World War II victors – the United States, Great Britain, France and the Soviet Union – divided Germany into four zones, each controlled by one of the four countries. Berlin also was divided into four zones, the same way the rest of Germany was.

At first, Berlin's citizens could move freely between the zones to work or visit family and friends. The U.S., British and French zones became capitalist and democratic. The Soviet zone became a communist dictatorship.

By 1948 the democratic Allies and the communist Soviet Union argued over how to govern Berlin. Berlin was in the Soviet part of Germany, an island surrounded by capitalism. Western nations assumed they would have free access to the city. But on April 1, 1948 the Soviet Union blockaded routes in and out of East Germany, trapping 2 million West Berliners with little food or fuel.

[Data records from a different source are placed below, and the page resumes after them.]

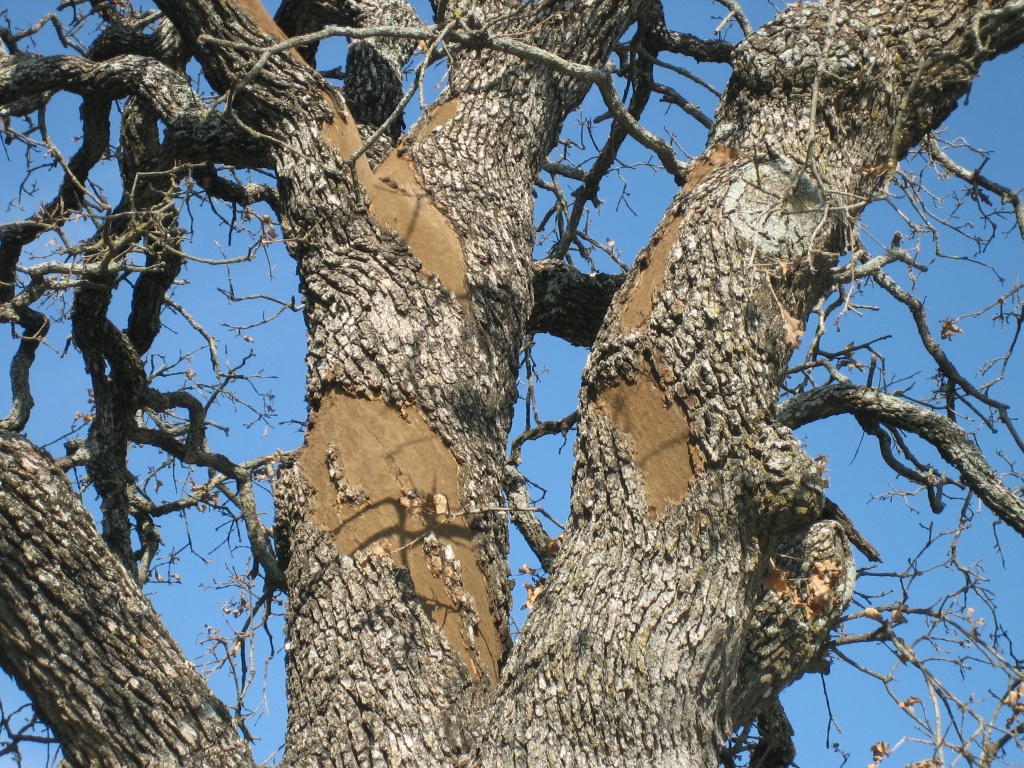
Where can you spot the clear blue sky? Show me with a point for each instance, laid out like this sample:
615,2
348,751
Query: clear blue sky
864,712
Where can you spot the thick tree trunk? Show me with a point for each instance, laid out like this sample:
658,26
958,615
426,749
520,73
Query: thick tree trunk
82,640
696,579
665,625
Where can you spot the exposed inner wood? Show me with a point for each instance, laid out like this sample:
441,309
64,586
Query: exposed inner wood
397,199
398,202
660,434
389,471
650,278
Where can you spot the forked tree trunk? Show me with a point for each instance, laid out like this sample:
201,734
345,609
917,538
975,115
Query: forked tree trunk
656,634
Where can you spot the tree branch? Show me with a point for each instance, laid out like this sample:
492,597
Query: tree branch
101,662
954,444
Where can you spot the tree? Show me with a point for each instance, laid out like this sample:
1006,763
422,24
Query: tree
702,569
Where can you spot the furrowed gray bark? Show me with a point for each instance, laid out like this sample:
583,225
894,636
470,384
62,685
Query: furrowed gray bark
79,636
698,577
674,614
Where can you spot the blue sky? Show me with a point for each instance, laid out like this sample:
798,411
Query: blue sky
634,202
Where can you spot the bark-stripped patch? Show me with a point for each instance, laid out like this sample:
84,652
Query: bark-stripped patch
660,435
389,468
650,279
398,202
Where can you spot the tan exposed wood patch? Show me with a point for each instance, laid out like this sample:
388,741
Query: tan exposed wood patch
660,435
701,167
398,202
388,469
650,279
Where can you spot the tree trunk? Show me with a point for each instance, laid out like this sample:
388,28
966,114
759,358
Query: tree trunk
82,640
697,578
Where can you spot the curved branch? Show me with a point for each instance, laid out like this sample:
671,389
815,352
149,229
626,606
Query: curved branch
101,663
952,442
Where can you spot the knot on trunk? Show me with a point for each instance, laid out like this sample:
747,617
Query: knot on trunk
807,583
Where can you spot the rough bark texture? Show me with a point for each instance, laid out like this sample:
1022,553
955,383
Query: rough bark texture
697,578
77,634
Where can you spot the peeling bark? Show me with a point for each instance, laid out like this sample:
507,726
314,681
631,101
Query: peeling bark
667,621
79,635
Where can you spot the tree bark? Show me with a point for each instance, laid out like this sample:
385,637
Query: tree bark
78,635
697,578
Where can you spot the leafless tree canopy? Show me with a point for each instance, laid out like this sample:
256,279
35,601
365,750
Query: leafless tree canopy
702,566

The Allies countered with the Berlin Airlift, flying planes with food and supplies into West Berlin for 462 straight days. The Soviets lifted the blockade in 1949.

Also in 1949, Western and Eastern Germany formed separate governments. In the 1950s, the West-East gap continued to widen. In West Berlin and West Germany, rebuilding boomed. In the East, food and housing were scarce. People began "voting with their feet" – fleeing to the West. "I no longer had any reason to stay on in what I had considered my homeland," said Walter Kocher, after his East Berlin business had been seized by the government.

More than 3 million people left East Germany for a better life in the West. By 1961, the communist government knew it had to stop the exodus.